= Philip Baker (provost) =

Philip Baker, D.D. (fl. 1558–1569), was provost of King's College, Cambridge.

==Life==
Baker was born at Barnstaple, Devonshire, in or about 1523, and educated at Eton College, whence he was elected in 1540 to King's College, Cambridge (B.A., 1544; M.A., 1548; B.D., 1554; D.D., 1562). He was nominated provost of King's College by Queen Elizabeth I in 1558. Baker held several church livings and cathedral appointments; and he was vice-chancellor of the university in 1561–2.

About February 1561-2 he was compelled to resign the rectory of St. Andrew Wardrobe on account of his refusal to subscribe a confession of faith which Grindal, bishop of London, required from all his clergy. Queen Elizabeth occupied the provost's lodge at King's College during her visit to Cambridge in 1564, and Baker was one of the disputants in the divinity act then kept before her majesty. In 1565 some of the fellows of the college complained against Baker to Nicholas Bullingham, bishop of Lincoln, their visitor: the provost was charged with neglect of duty in divers particulars, and with favouring popery and papists. The bishop gave him certain injunctions, which, however, he disregarded:

"By them the provost was enjoined to destroy a great deal of popish stuff, as mass books, couchers, and grails, copes, vestments, candlesticks, crosses, pixes, paxes, and the brazen rood, which the provost did not perform, but preserved them in a secret corner" in the belief that "that which hath been may be again".

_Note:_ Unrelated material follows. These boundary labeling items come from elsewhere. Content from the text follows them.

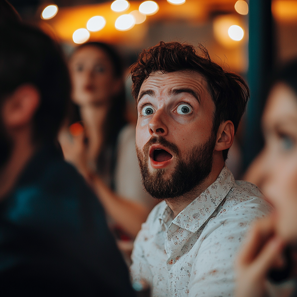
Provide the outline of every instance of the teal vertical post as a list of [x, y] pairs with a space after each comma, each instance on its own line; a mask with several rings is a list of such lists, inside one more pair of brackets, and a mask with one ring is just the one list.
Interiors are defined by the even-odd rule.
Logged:
[[266, 87], [274, 64], [271, 0], [249, 0], [248, 82], [251, 97], [248, 104], [244, 142], [246, 168], [263, 147], [261, 116]]

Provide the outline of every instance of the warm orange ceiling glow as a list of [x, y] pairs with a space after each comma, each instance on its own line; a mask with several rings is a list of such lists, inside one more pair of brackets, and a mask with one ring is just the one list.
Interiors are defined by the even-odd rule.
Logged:
[[[159, 8], [156, 13], [147, 16], [143, 23], [135, 24], [128, 31], [122, 31], [116, 30], [115, 25], [117, 19], [122, 14], [129, 14], [134, 10], [138, 10], [139, 5], [143, 2], [131, 1], [130, 7], [124, 13], [113, 11], [110, 8], [112, 1], [99, 4], [61, 7], [54, 18], [41, 21], [50, 26], [61, 40], [74, 45], [72, 35], [75, 31], [80, 28], [86, 28], [87, 23], [91, 18], [101, 16], [106, 20], [105, 26], [97, 32], [90, 32], [90, 40], [100, 40], [114, 43], [129, 40], [129, 42], [137, 43], [138, 41], [144, 38], [148, 23], [150, 22], [185, 20], [202, 23], [208, 20], [209, 14], [213, 10], [223, 10], [235, 12], [234, 0], [187, 0], [182, 5], [177, 6], [170, 4], [167, 1], [156, 0]], [[44, 27], [45, 26], [41, 24], [41, 26]]]
[[297, 23], [297, 0], [274, 0], [271, 10], [277, 20]]

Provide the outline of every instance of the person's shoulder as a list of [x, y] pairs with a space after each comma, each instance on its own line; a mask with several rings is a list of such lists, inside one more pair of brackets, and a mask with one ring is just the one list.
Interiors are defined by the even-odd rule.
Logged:
[[149, 213], [145, 222], [143, 224], [142, 229], [152, 230], [151, 227], [156, 222], [158, 222], [159, 219], [164, 214], [167, 207], [168, 206], [164, 200], [158, 203]]
[[265, 200], [258, 187], [244, 181], [236, 181], [227, 196], [223, 207], [225, 209], [240, 210], [242, 215], [245, 213], [256, 213], [256, 216], [268, 214], [272, 209], [271, 206]]
[[[45, 169], [43, 185], [47, 191], [51, 189], [55, 195], [74, 194], [75, 191], [83, 190], [89, 194], [90, 189], [82, 176], [71, 164], [62, 158], [56, 158], [48, 163]], [[53, 188], [51, 185], [55, 185]]]

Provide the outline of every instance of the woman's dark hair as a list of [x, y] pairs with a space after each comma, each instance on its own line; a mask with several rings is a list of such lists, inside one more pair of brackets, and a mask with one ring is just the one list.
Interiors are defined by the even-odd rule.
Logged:
[[[103, 42], [89, 42], [78, 47], [75, 52], [90, 46], [103, 50], [111, 62], [114, 77], [123, 77], [124, 70], [121, 59], [112, 46]], [[116, 161], [118, 136], [127, 122], [125, 118], [126, 97], [124, 82], [122, 86], [122, 89], [119, 93], [111, 98], [111, 104], [103, 126], [105, 138], [104, 146], [98, 157], [97, 164], [99, 173], [102, 174], [109, 173], [112, 176]]]
[[[190, 44], [161, 41], [143, 50], [132, 66], [132, 95], [137, 100], [143, 81], [154, 72], [196, 71], [207, 82], [215, 106], [214, 133], [216, 134], [221, 123], [228, 120], [233, 123], [236, 132], [249, 96], [249, 87], [239, 75], [225, 71], [212, 61], [205, 48], [200, 45], [200, 48], [202, 55]], [[225, 160], [228, 150], [223, 151]]]
[[297, 94], [297, 59], [289, 62], [279, 72], [273, 84], [278, 82], [287, 85]]
[[68, 69], [59, 45], [40, 30], [15, 22], [0, 29], [0, 103], [19, 86], [31, 84], [40, 102], [33, 118], [34, 136], [56, 137], [70, 99]]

In 1569 the fellows again complained of him to Bishop Grindal and Sir William Cecil, chancellor of the university; and ultimately the queen issued a special commission for the general visitation of the college. Thereupon Baker fled to Louvain, 'the great receptacle for the English popish clergy', and was formally deprived of the provostship 22 Feb. 1569–70. About the same period he lost all his other preferments. Thomas Fuller says: 'Even such as dislike his judgment will commend his integrity, that having much of the college money and plate in his custody (and more at his command, aiming to secure, not enrich himself), he faithfully resigned all; yea, carefully sent back the college horses which carried him to the sea side.'

==Death==
Sources differ as to where and when he died: it has been stated that he died abroad; alternatively, he has been identified as a Philip Baker who died in London in 1590; or again, a collection of Aquinas commentaries in Cambridge University Library, published 1598–1601, is inscribed as a gift to the university from the former proctor Philip Baker.